Au GRAND JOUR, tous les chats ne sont pas gris [éditorial de la « TRIBUNE des TRAVAILLEURS » du mercredi 13 avril 2016]
Si l’on en croit la presse, plusieurs ministres du gouvernement Hollande-Valls se sont mêlés ces derniers temps aux participants des « Nuits debout », place de la République à Paris. Sont cités Axelle Lemaire et les collaborateurs de Patrick Kanner, de Ségolène Royal, et même… de Myriam El Khomri. Les unset les autres ne tarissent pas d’éloges sur la liberté de ton des échanges…
Bien sûr, certains sont pour le retrait de la réforme El Khomri, et d’autres sont partisans de cette réforme, certains avec le gouvernement, et d’autres… Mais la nuit, tous les chats sont gris, doivent se dire nos ministres déambulant incognito place de la République.
Depuis quelques jours se multiplient ainsi les tentatives de brouiller les cartes : le gouvernement aurait amorcé un recul, il céderait aux revendications de la jeunesse, la réforme El Khomri serait en partie vidée de son contenu. En un mot : il n’y aurait plus matière à se mobiliser pour son retrait. Mais ce message ne passe pas dans les rangs de la classe ouvrière
Le président du Medef le sait et déclare qu’il ne veut pas d’une société où il y a « des syndicats à tous les étages ». Il martèle : « Tant qu’on aura des syndicats comme la CGT et FO, politisés et obnubilés par la lutte de classe, on ne s’en sortira pas. » Reconnaissons à Gattaz une certaine cohérence.

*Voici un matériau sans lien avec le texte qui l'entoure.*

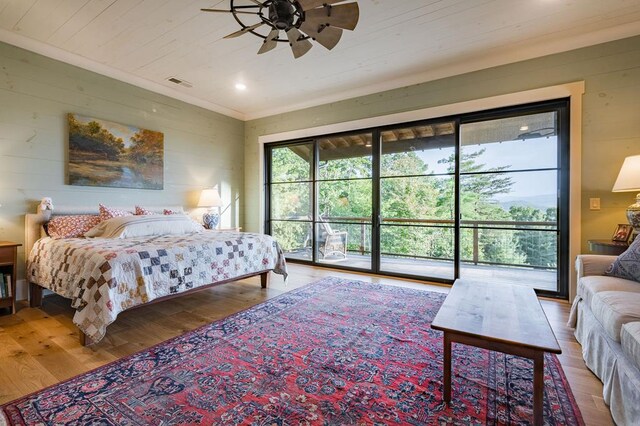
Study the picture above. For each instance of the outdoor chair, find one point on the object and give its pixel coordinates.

Car qu’est-ce que la réforme El Khomri ? C’est la destruction du Code du travail qui rassemble les droits collectifs de la classe ouvrière, c’est l’individualisation jusqu’au bout (c’est pourquoi le gouvernement écrit que « le CPA est la mesure phare de sa réforme »). La logique de l’individualisation de tous les droits ouvriers, c’est de rendre inutile, obsolète, dépassée, voire même dangereuse, l’existence d’organisations syndicales. Car celles-ci, précisément, ont été construites par la classe ouvrière pour arracher puis défendre ses droits collectifs.
Il est donc logique que, partisan du CPA et du démantèlement du Code du travail, Gattaz se prononce pour la disparition des syndicats fondés sur la lutte de classe.

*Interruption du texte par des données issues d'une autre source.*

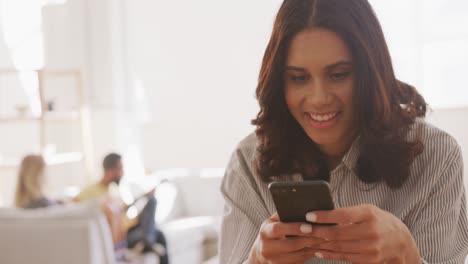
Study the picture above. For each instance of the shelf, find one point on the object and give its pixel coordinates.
(55, 159)
(48, 116)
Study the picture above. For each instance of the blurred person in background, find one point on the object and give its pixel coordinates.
(131, 232)
(29, 189)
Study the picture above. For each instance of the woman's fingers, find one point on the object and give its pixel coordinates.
(300, 256)
(288, 245)
(277, 230)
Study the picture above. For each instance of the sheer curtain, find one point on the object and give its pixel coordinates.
(428, 40)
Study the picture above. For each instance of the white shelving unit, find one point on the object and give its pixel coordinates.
(80, 114)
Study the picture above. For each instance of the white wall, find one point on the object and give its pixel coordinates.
(198, 62)
(455, 122)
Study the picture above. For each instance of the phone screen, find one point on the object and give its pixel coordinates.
(293, 200)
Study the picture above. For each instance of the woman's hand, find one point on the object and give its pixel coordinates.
(274, 243)
(363, 234)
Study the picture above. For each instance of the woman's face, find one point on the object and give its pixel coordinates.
(319, 80)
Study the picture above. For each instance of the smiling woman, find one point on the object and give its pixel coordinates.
(332, 109)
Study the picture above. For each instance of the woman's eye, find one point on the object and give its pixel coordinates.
(339, 75)
(299, 78)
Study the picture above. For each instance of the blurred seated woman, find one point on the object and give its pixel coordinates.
(29, 190)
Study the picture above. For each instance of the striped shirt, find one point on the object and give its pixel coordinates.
(431, 203)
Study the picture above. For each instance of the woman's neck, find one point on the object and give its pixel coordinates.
(334, 153)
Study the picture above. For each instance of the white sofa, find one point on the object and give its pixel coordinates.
(189, 212)
(73, 234)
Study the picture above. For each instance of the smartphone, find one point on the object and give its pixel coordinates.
(293, 200)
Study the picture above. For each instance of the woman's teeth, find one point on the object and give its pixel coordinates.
(323, 118)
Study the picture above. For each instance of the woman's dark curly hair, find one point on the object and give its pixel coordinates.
(384, 107)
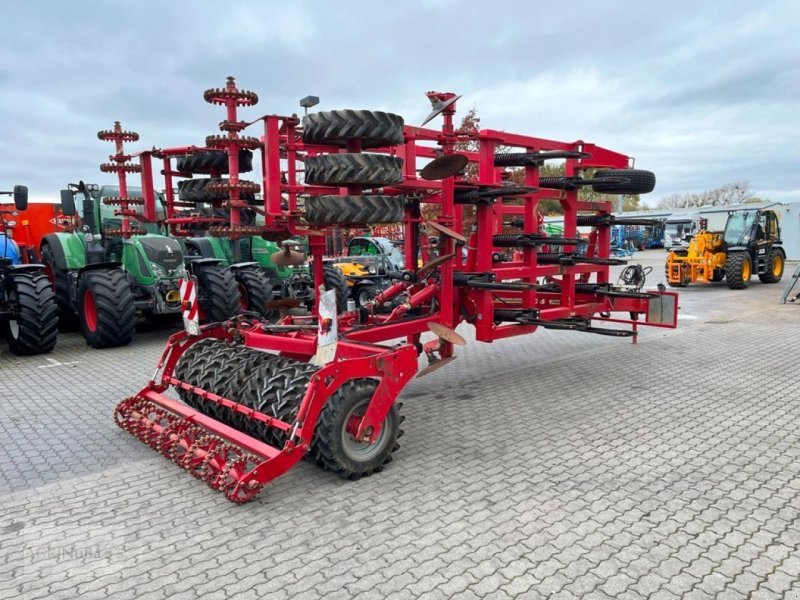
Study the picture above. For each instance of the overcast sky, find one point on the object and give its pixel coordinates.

Mais qu’est-ce qu’un régime politique où les syndicats fondés sur la lutte de classe n’ont plus leur place et où seuls sont tolérés les syndicats intégrés à l’Etat ? Un tel régime porte un nom : dictature corporatiste.
Les propos de Gattaz ont le mérite de nous rappeler qu’au grand jour, tous les chats ne sont pas gris. Il y a des classes sociales qui s’affrontent dans une lutte de classe au grand jour. Les organisations ouvrières dont l’existence est mise en cause par le projet de loi El Khomri et le CPA peuvent-elles, sauf à se résigner à leur propre disparition, en tirer une autre conclusion que : se préparer dès maintenant à la grève jusqu’au retrait et appeler les travailleurs à s’y préparer ?
Il s’agit d’imposer le retrait de la réforme El Khomri. Au-delà, il s’agit de défendre, préserver et reconquérir la démocratie. Laquelle suppose que l’existence d’organisations ouvrières indépendantes ne soit pas remise en cause. Car il n’y a pas de démocratie sans reconnaissance de la lutte de classe.